We definitely foresee more instances of “applied AI," especially in the corporate world. This is already happening, but it bears reiterating that there will be more and more evidence of specific usages of AI to fulfil certain (and often labour intensive) functions that will augment productivity and free up human resources to be more productively used in functions that only humans can fill.

These will be focused on industries that collect and store data in large volumes, which can be harnessed for machine learning and signal recognition.
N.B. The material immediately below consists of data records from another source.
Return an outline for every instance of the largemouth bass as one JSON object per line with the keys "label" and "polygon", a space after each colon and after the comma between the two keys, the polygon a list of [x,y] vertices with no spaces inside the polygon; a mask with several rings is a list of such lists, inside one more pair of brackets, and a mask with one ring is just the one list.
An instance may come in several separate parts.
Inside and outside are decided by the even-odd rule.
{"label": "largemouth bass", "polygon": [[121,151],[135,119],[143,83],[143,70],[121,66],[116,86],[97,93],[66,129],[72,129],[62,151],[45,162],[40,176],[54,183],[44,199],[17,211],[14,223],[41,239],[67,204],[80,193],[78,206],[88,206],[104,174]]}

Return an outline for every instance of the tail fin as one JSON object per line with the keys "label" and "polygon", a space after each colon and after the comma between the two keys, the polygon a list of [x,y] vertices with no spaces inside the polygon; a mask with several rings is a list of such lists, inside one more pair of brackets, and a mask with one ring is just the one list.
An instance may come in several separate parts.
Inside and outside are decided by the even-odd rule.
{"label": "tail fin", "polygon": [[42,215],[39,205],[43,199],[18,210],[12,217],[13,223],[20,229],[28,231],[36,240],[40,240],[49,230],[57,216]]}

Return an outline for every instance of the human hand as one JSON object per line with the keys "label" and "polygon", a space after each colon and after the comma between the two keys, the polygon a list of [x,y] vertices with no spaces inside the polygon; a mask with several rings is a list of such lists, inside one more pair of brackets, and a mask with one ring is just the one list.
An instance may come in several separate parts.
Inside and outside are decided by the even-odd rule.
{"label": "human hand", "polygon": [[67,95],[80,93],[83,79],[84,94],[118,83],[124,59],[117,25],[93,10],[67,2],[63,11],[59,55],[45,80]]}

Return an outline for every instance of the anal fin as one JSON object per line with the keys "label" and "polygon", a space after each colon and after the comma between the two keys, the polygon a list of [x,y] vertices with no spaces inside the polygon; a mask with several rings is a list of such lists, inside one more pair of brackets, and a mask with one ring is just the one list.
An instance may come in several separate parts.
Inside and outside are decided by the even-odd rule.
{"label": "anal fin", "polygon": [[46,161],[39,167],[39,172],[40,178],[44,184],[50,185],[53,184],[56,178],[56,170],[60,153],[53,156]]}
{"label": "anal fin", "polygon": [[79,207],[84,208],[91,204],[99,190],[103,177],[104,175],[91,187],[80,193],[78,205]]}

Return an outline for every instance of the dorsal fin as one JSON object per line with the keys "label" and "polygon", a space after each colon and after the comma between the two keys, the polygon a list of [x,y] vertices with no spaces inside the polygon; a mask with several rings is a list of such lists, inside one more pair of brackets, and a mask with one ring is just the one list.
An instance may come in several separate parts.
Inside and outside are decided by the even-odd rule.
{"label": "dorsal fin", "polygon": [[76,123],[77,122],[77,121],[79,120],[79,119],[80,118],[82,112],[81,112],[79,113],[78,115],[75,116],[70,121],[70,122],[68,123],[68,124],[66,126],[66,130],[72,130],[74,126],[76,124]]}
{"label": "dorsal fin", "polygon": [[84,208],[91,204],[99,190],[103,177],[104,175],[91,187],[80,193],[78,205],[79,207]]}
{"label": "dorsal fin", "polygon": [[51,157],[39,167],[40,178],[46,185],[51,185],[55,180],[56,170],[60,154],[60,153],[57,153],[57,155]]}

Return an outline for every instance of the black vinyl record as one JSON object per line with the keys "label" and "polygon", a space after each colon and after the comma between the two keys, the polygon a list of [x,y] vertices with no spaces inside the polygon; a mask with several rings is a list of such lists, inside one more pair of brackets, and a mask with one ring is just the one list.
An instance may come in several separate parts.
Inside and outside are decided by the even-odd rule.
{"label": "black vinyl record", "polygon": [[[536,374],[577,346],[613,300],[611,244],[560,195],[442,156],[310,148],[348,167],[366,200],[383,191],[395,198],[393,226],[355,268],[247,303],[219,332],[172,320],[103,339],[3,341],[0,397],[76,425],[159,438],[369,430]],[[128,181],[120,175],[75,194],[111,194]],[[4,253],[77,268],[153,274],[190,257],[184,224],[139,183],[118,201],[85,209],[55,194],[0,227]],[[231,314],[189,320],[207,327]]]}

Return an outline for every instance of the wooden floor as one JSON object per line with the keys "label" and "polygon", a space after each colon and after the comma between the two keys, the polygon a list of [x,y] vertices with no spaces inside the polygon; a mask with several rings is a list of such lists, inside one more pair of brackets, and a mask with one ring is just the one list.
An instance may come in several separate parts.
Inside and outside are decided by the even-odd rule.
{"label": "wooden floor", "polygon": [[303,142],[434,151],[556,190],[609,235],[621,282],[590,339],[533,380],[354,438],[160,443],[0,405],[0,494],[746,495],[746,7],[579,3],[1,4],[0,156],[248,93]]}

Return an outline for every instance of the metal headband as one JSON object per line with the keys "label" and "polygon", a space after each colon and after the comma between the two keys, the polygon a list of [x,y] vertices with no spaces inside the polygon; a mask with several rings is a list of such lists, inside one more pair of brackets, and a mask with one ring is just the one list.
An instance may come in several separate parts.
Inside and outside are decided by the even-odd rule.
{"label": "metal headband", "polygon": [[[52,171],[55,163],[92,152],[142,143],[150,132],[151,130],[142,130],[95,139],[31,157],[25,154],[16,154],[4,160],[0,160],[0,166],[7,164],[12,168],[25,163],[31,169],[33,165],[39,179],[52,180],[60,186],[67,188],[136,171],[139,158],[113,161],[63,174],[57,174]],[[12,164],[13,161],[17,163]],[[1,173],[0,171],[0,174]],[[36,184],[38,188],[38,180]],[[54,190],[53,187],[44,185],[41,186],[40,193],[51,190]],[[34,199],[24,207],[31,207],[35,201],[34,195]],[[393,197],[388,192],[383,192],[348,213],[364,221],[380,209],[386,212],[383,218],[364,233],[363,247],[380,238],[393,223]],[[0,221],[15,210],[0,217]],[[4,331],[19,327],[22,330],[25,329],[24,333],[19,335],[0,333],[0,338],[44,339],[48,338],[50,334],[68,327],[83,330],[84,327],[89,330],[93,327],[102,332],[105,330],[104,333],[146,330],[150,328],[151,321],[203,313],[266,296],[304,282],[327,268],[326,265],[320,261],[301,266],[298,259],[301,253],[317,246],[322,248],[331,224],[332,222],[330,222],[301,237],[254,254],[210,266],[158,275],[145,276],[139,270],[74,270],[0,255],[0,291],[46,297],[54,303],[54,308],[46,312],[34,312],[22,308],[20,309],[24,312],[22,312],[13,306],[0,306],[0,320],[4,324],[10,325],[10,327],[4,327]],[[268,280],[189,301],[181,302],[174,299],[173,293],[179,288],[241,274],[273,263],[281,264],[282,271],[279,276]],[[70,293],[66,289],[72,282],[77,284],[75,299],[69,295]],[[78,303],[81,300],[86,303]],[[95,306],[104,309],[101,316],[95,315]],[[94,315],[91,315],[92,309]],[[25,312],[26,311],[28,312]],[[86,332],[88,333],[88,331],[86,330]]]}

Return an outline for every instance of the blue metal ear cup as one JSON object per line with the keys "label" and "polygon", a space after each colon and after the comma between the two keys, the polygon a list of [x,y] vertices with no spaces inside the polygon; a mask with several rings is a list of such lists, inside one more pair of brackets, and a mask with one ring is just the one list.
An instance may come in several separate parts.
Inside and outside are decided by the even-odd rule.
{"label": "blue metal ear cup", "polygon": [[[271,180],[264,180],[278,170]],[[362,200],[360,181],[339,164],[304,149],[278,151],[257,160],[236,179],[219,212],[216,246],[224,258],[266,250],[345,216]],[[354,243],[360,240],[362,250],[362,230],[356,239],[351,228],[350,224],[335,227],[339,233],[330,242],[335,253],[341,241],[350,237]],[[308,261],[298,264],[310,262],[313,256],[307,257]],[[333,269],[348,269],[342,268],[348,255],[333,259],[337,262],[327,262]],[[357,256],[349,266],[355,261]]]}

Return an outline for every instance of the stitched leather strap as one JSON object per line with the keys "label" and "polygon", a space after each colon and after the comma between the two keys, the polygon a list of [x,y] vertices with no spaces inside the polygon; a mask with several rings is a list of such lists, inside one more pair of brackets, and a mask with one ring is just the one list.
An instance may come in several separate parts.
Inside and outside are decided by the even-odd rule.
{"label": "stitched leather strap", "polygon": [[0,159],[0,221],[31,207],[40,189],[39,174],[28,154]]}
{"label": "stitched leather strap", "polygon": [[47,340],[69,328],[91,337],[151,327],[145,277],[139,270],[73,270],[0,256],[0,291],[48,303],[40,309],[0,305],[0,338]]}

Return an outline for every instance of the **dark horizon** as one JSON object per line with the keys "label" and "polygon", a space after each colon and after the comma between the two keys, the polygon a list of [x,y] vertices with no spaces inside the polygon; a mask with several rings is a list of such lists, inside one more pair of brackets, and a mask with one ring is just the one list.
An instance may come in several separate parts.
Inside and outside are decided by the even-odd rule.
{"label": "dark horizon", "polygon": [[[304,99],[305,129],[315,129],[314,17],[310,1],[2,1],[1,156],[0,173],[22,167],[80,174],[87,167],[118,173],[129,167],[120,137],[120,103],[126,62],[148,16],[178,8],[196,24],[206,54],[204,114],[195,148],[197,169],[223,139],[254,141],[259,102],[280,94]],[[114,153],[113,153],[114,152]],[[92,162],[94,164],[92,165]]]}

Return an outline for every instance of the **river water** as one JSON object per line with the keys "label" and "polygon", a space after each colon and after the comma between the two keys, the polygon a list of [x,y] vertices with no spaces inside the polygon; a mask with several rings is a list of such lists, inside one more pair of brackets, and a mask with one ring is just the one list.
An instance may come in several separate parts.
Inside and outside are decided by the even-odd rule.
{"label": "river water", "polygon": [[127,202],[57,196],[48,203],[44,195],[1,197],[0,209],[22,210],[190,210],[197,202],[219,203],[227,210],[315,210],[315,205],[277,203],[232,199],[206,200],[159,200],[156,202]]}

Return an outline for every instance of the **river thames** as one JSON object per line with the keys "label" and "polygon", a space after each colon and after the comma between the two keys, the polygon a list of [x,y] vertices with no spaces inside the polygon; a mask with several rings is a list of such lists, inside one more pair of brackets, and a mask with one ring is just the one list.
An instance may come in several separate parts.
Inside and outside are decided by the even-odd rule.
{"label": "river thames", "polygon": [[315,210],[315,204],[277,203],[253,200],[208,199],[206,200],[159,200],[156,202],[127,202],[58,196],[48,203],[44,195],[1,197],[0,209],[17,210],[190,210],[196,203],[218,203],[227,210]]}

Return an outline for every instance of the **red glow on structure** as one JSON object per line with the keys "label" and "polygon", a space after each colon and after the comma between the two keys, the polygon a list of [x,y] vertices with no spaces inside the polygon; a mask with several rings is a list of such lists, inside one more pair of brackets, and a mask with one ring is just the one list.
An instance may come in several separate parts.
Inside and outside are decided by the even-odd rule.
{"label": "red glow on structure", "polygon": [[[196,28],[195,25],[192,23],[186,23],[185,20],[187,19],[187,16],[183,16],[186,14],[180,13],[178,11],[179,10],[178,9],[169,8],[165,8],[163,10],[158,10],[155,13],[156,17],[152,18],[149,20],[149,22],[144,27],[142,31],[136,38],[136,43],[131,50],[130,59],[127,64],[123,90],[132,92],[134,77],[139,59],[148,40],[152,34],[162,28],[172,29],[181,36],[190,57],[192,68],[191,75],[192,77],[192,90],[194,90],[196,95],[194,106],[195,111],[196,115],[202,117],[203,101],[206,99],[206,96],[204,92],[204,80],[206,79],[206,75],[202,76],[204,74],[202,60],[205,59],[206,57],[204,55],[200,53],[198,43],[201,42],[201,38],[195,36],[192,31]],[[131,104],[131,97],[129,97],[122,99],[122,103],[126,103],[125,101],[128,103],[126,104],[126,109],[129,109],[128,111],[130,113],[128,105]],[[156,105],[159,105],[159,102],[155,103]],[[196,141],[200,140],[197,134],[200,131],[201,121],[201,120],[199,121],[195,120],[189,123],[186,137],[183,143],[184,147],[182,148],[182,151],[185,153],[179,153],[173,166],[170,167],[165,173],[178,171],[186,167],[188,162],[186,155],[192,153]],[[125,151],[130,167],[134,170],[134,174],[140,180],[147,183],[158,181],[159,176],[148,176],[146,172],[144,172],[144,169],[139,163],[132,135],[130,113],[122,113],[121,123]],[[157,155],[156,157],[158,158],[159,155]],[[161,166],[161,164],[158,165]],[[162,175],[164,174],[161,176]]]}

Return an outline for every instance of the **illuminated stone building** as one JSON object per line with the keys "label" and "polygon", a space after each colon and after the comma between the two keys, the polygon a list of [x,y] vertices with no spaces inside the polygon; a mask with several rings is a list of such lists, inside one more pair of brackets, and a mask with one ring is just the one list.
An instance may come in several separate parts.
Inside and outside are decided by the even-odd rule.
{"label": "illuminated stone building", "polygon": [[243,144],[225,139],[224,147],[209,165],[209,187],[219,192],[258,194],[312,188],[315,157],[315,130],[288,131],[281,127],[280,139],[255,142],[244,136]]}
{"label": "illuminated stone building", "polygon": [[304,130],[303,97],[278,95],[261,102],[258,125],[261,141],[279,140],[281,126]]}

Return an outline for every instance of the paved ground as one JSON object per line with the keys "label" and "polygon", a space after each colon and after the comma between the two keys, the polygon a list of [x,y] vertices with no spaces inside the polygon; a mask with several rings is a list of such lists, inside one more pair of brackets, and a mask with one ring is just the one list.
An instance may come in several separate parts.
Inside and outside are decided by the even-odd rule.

Eg. manufacturing, logistics, supply chain, financial services, health care.

Many of the AI startups that we meet are in this applied AI space. Transparently.AI is in this space: Our system harnesses millions of publicly disclosed financial data points to detect accounting fraud and manipulation.

How concerned should we be about AI as we start the new year? 

Despite the ubiquity of stories around AI, there is still considerable scepticism amongst many regarding its benefits and applications. We expect the next 18-24 months will see significant change here.

The notion of AI will become accepted as something that is here to stay, can bring significant benefits, has myriad applications and will become embedded in ever more aspects of our lives.

Companies will be under ever greater pressure to understand this space and employ it to derive revenue/cost/productivity benefits. There will be something of an arms race. There’s a limited number of people available with the skills to assist companies to achieve this. Competition for those skills can become intense.

Are jobs at risk from AI?

If you’re in a repetitive and time-and-data-intensive job right now, where machine learning can do the task at scale, at a fraction of the time that it takes you, we can understand why you’d be concerned.

We would focus on the opportunities that arise from this generational technology.

Governments and the AI industry can take the lead here in terms of helping identify clearly which jobs are at risk and helping people there to reskill or upskill. Help them to understand how AI can make their lives and functions easier and more efficient.

For example, the Transparently.AI system will reduce the amount of time a forensic accountant spends analysing a company’s balance sheet to seconds from weeks or months, previously.

Does that mean the accountant loses their job? No, what it means is that they can analyse dozens of companies in the same amount of time it used to take them to study just one.

We would focus on the opportunities that arise from this generational technology. Our product is just one AI system that can generate millions, if not billions, of dollars in efficiencies in financial services, accounting and auditing.

Multiply that across the entire planet’s worth of applied AI systems all doing the same for their industries. Imagine the quantum of additional economic output that is generated.

Is the world doing enough to embrace AI?

Yes, if you consider the pace at which the technology is developing, which is miles faster than other transformative technologies in human history. It took years for the Internet to catch on or become ubiquitous. 

Granted, the ubiquity of the Internet has made it tremendously easy for everyone to access or adopt AI technology. Access is one thing, but also the speed of innovation that is happening at organisations like OpenAI, Anthropic and Google is mind boggling.

One estimate from Precedence Research: The global AI market size was valued at US$454 billion in 2022 and is expected to reach US$258 trillion by 2032. That represents a compound annual growth rate of 19% from 2023 to 2032.

Also consider the depth and breadth of conversation and debate that is happening around AI. There are conversations happening around use cases, safety and regulation happening today that weren’t happening in this intensity 18 months ago. That will just accelerate.